Les municipales tunisiennes du 6 mai ont été marquées par l’abstention, par le fort recul des deux principaux partis et par la victoire des listes indépendantes.
Une gravissime abstention marque la désaffection des Tunisiens pour la politique
L’abstention a atteint les 2 tiers des électeurs. Elle est même aggravée si on la considère par rapport au nombre des Tunisiens en âge de voter. Là, elle représenterait les 4/5e du collège électoral.
C’est, bien sûr, le résultats des promesses non réalisées et d’une gouvernance catastrophique qui n’a fait que s’aggraver pour mettre le pays, aujourd’hui, au bord du précipice, ce qui a éloigné le peuple de la vie politique, d’autant plus que l’essentiel des maux contre lesquels les Tunisiens s’étaient révoltés en 2011 se sont aggravés.
Les « Indépendants » vainqueurs du scrutin
Le vainqueur des élections n’est pas un parti, mais un magma, celui des « Indépendants ». Avec 28% des voix, les « Indépendants » arrivent devant Ennahdha qui est à un demi point. Loin derrière, Nidaa Tounes, le parti du président et du chef du gouvernement, ensuite, les autres partis, ensemble, sont à 14% et enfin les coalitions à 8%.

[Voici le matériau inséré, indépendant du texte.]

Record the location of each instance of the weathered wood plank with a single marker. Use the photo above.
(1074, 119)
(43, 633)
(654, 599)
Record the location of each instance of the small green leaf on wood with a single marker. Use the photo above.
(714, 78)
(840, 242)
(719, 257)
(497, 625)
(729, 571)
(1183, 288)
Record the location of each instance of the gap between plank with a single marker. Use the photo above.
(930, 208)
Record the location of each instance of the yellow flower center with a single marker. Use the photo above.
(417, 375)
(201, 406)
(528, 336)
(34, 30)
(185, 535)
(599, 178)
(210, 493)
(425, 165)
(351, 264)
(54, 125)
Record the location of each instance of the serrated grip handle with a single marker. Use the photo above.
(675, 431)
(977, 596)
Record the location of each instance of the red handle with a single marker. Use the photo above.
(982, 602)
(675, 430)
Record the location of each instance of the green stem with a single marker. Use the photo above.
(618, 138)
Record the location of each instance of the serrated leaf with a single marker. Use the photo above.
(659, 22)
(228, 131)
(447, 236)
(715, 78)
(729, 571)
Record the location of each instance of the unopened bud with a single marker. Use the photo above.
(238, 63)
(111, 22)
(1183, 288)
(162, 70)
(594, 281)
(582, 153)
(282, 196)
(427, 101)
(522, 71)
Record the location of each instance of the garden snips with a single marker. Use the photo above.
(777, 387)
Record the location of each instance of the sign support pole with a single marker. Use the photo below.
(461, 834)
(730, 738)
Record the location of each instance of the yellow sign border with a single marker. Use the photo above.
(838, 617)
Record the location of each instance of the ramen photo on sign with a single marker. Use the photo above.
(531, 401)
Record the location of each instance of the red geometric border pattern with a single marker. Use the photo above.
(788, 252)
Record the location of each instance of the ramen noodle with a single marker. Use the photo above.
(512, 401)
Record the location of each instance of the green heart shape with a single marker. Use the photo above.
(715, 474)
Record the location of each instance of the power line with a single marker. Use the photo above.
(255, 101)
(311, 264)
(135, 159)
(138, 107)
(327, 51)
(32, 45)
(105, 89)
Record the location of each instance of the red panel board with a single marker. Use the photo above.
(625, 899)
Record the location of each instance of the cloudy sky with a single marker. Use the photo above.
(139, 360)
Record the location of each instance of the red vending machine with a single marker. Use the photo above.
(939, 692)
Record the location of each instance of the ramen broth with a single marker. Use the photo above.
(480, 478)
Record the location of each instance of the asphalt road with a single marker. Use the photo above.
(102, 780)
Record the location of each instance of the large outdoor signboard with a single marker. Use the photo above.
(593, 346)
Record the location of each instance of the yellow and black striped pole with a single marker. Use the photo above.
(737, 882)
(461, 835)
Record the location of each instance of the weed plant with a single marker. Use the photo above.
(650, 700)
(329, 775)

Le triomphe des Indépendants est remarquable car loin de jouir des capacités financières ou organisationnelles ni des possibilités médiatiques des partis, ils sont arrivés à arracher la majorité dans des villes très importantes. Leur mérite est d’autant plus grand que dans le meilleur des cas, ces listes indépendantes travaillent depuis 6 mois seulement alors qu’Ennahdha est quadragénaire et que Nida, son alter ego, a récupéré l’essentiel du personnel politique de l’ancien régime, ce qui lui confère une ancienneté encore plus grande que celle de son allié islamiste.
Un autre signe très important du recul des islamistes a été révélé par ce scrutin. Ennahdha, comme tous les partis religieux, avait une forte capacité de mobilisation qui aurait dû profiter du faible taux de participation, or ce n’est pas le cas. Ennahdha est passée de 1,5 million de voix en 2011 à moins d’un million en 2014 et à 400 000 aujourd’hui. Ce qui signifie que le parti islamiste a perdu presque plus de 2/3 de son électorat. Nida a perdu la même proportion en moins de temps encore.
Les Indépendants, un mouvement spontané
Toutes ces considérations font de la victoire des Indépendants quelque chose de phénoménal. Là où une liste était un peu plus organisée que les autres, elle est première. À Tozeur, Al Hadher Wal Mostakbal arrive première avec 24,5% des voix, à l’Ariana, le doyen Fadhel Moussa a obtenu 33% des voix. À La Marsa, la municipalité la plus symbolique du pays, Slim Maherzi, médecin et ancienne gloire de l’équipe sportive locale est premier à la tête de la liste La Marsa Change. En seconde place, une liste indépendante également, celle menée par Moez Bouraoui « Les Couleurs de La Marsa ». Dans bien d’autres villes les Indépendants sont premiers ou deuxièmes. La Marsa est le véritable laboratoire des élections car, là bas, les Indépendants ont commencé à travailler assez tôt et assez sérieusement, et l’expérience pourra être suivie par les autres lors des prochains scrutins car Ennahdha comme Nidaa sont en définitive loin d’être des foudres de guerre.
Voici une dernière estimation des résultats des trois premiers :
Les Indépendants : 505 000 voix
Ennahdha : 495 000
Nidaa Tounes 404 000
Peut-on considérer les « indépendants » comme un mouvement?
Certes, il s’agit d’un magma de listes, mais les points communs sont nombreux car toutes ont refusé de s’intégrer dans les formations existantes alors que celles ci embrassent l’ensemble du spectre politique, ce qui indique que la dynamique est spécifique, forte et réelle. Ce mélange confus de liste pourrait-il se transformer en mouvement? Il est encore trop tôt pour le dire, par contre, l’écrasante majorité des Tunisiens appelle à une nouvelle donne politique et l’expérience de ce 6 mai 2018 offre de vastes perspectives.
Les indépendants, incontournables pour la désignation des maires
Les Indépendants sont incontournables pour la désignation des maires dans la grande majorité des municipalités du pays. À moins bien sûr, que Nida et Ennahdha ne s’entendent, ce qui marquerait, à court terme, la mort de Nida car cette fois-ci encore, pour ameuter ses votants, Nida a crié au loup contre Ennahdha. S’allier à elle une nouvelle fois, après le mariage de 2015 qui lui a fait perdre les 4/5e de son électorat, serait signer son arrêt de mort.